In this paper, the six-phase surface-mounted FMPMM demagnetization model based on the EMN method was established and evaluated. In order to realize a rapid EMN modeling and accurate result analysis of the six-phase surface-mounted FMPMM under different demagnetization types, the coercivity variable and the curve-fitting method were introduced. Also, the air-gap flux density and the no-load back EMF waveforms were obtained by the proposed EMN model, the FEA, and the prototype experiments, respectively. By comparison, it was shown that the results obtained by the proposed EMN model are consistent with the FEA and experimental testing.

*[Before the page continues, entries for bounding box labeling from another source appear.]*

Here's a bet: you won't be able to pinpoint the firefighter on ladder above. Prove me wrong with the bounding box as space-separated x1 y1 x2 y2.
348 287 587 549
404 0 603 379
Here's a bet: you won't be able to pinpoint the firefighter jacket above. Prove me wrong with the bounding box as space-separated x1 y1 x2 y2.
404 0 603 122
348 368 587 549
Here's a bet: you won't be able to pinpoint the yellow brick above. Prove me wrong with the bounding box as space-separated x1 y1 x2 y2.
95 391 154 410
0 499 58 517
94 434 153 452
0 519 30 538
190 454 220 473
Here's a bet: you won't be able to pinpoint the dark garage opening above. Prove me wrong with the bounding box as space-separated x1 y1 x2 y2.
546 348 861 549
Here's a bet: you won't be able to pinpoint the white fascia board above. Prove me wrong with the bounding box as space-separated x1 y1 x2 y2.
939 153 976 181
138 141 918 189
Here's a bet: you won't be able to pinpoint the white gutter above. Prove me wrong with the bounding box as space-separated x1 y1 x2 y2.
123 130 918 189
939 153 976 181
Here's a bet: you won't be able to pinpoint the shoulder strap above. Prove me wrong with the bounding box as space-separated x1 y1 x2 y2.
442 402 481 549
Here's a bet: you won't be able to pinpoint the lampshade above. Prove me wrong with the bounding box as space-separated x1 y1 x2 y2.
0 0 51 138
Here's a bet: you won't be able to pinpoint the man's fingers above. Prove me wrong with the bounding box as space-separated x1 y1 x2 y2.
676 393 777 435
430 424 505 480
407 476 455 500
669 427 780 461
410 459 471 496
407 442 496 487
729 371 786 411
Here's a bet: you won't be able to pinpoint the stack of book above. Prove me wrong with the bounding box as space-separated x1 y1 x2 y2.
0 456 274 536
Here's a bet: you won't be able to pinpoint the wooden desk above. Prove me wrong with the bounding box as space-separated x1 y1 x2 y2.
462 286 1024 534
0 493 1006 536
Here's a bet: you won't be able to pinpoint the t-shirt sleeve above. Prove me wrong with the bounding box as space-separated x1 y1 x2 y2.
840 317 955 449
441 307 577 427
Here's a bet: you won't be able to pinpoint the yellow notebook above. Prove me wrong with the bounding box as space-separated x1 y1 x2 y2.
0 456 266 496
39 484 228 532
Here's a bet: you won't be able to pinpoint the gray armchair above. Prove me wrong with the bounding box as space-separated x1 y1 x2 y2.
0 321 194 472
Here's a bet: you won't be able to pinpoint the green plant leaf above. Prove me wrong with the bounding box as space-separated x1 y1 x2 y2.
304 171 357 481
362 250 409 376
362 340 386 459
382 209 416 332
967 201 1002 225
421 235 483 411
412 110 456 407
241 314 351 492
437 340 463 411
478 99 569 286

Also, the selected materials met the economy and the performance of the machine operation. At the same time, the proposed EMN model required a shorter calculation time than the FEA. In consequence, the proposed EMN model not only enriched the method for modeling FMPMM demagnetization mode, but also provided a reference for a demagnetization diagnosis of the machine.